I’ve done three marathons, the Midnight Sun in Anchorage in 2005, the Rock ‘N’ Roll in San Diego in 2006, and the P. F. Changs in Phoenix, Scottsdale, and Tempe in 2008. I walked the first two, and walked over 90% of the third one. Now I am starting to run more, and consider myself a runalker, so my time per mile is decreasing. Here are my times in those races:
Anchorage – 6:41:39 (walking in heavy rain)
San Diego – 6:14:15 (walking in sunshine)
Phoenix – 5:56:44 (mostly walking in sunshine)
If you will do the math, you will see that, on average, I knocked 22 minutes and 46 seconds off each successive marathon. So projecting this forward, as any intelligent person might, leads some fantastic future times. Of course, I am not scheduled to run a marathon right now, so let’s assume I start up again in 2011, and my time will be about 5 hours and 35 minutes. Then going forward, because I want that world record as soon as possible, I will crank out a marathon a year. This leads to some remarkable milestones in my racing career:
2013 – my first sub-five hour marathon
2015 – I qualify for Boston
2016 – my first sub-four hour marathon (in Boston)
2018 – I break three hours, by a hair, for the first time
2020 – I run a marathon in 2 hours 12 minutes, just missing the world record. Ethiopian and Kenyan runners are looking over their shoulder in fear. “Who is this old geezer?” they ask in wonder. It is possible I even get a medal in the Olympics that year.
2021 – I shatter the word record at age 70. What a way to celebrate the big seven-OH! Sports Illustrated cancels its swimsuit issue to put me on its cover (but not in a swimsuit). Sales of Wheaties, with my photo on the box (but not in a swimsuit) go berserk!
But wait, there’s more! Now things start getting really incredible. In 2024 I win Olympic Gold in a new world, Olympic, and PR: less than 43 minutes. In 2025 I defy all reason by setting a new world marathon record in a shade under 20 minutes. Just for grins, I also win the Kentucky Derby, Belmont, and Preakness, leaving the world’s best thoroughbreds gasping in agony and shame. An enraged jockey tries to shoot me after the Preakness when I humiliate him and his horse.

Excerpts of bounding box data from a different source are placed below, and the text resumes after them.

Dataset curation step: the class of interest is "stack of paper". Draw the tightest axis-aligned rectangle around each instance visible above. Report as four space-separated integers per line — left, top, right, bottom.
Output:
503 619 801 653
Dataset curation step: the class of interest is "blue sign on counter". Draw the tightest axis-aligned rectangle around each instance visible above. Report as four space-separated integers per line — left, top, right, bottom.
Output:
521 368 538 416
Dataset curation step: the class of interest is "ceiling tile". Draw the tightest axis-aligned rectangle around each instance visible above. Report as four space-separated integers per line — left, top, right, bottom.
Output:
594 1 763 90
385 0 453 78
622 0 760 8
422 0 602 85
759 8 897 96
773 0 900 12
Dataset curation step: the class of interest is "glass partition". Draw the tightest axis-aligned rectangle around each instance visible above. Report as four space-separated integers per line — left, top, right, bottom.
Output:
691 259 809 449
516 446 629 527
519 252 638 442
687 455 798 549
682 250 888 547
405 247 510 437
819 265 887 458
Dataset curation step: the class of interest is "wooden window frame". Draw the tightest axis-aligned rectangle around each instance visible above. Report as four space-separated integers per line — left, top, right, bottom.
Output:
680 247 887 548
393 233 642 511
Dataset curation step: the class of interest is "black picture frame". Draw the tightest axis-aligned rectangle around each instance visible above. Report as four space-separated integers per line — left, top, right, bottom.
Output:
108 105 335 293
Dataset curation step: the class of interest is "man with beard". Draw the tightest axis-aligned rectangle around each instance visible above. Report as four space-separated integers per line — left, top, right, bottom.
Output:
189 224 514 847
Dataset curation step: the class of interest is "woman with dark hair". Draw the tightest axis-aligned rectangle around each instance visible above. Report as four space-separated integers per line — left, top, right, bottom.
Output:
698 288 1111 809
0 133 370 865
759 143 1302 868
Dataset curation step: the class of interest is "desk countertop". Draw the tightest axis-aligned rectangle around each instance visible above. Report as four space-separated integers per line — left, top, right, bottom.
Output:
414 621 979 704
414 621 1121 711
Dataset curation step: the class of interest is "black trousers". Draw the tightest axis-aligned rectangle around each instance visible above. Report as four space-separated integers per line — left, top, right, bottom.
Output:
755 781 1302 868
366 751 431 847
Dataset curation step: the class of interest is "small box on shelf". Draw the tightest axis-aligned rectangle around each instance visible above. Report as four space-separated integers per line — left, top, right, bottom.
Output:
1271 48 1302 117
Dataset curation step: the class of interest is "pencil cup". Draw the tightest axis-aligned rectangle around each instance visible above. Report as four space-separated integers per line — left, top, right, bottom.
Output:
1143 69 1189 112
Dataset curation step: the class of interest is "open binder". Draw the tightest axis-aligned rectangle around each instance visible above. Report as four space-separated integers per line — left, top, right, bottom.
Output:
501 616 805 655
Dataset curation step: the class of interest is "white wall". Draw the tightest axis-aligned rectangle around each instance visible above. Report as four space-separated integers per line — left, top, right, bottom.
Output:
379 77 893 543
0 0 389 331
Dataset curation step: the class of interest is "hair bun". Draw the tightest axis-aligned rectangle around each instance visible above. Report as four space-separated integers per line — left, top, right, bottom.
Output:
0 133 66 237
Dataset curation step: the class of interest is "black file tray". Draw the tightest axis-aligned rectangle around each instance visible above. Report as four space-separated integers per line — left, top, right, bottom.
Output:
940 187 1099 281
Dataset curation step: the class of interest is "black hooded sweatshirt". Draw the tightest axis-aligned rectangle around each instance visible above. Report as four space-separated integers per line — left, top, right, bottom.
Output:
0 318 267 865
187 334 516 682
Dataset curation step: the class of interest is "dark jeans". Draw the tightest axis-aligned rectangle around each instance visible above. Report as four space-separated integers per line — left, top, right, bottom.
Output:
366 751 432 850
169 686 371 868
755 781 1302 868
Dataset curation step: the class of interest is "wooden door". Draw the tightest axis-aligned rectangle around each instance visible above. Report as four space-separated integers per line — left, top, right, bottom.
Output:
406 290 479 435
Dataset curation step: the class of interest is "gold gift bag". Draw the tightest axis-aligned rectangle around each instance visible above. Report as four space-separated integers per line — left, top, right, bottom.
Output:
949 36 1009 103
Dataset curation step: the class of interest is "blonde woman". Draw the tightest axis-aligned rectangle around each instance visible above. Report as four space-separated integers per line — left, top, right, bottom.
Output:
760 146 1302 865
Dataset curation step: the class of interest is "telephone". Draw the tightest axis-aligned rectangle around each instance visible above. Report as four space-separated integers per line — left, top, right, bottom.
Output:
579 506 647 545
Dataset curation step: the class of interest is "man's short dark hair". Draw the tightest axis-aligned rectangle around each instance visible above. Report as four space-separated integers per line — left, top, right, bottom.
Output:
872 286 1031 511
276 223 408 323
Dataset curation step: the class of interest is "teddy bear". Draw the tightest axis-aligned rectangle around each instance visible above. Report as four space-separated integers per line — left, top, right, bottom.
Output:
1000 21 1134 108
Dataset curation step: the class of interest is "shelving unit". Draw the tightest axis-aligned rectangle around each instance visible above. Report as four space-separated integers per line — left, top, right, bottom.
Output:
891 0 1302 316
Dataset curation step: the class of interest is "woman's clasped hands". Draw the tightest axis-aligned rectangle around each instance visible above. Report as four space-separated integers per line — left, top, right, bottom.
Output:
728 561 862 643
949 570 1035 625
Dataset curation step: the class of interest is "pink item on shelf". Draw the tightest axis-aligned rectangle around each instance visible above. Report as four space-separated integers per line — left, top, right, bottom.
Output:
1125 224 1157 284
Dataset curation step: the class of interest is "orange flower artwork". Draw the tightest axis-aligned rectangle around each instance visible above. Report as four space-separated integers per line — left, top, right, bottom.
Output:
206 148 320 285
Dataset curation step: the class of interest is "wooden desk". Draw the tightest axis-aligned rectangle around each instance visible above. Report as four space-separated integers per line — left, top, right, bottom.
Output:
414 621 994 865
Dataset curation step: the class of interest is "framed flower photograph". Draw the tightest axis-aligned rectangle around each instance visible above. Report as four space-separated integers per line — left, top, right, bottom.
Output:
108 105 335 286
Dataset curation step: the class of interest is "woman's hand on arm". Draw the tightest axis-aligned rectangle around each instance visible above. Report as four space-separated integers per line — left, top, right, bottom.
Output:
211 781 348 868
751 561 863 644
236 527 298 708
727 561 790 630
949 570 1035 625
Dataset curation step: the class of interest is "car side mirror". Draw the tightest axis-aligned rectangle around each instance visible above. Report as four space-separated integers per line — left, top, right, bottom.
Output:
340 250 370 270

I’m not fast enough to beat a cheetah over 200 yards, but can easily beat one in a half mile race.
By 2026, I enter a marathon and win it before it even starts. At that point, age 75, I decide to slow down a bit and jog the Boston Marathon in about an hour and 5 minutes. It is time to hang up the running shoes and take it easy.
All it will take is me doing a marathon a year, and the application of simple mathematics. After all, it was Mark Twain himself that wrote the following: “In the space of one hundred and seventy-six years the Lower Mississippi has shortened itself two hundred and forty-two miles. That is an average of a trifle over one mile and a third per year. Therefore, any calm person, who is not blind or idiotic, can see that in the Old Oolitic Silurian Period, just a million years ago next November, the Lower Mississippi River was upwards of one million three hundred thousand miles long, and stuck out over the Gulf of Mexico like a fishing-rod. And by the same token any person can see that seven hundred and forty-two years from now the Lower Mississippi will be only a mile and three-quarters long, and Cairo and New Orleans will have joined their streets together, and be plodding comfortably along under a single mayor and a mutual board of aldermen. There is something fascinating about science. One gets such wholesale returns of conjecture out of such a trifling investment of fact.”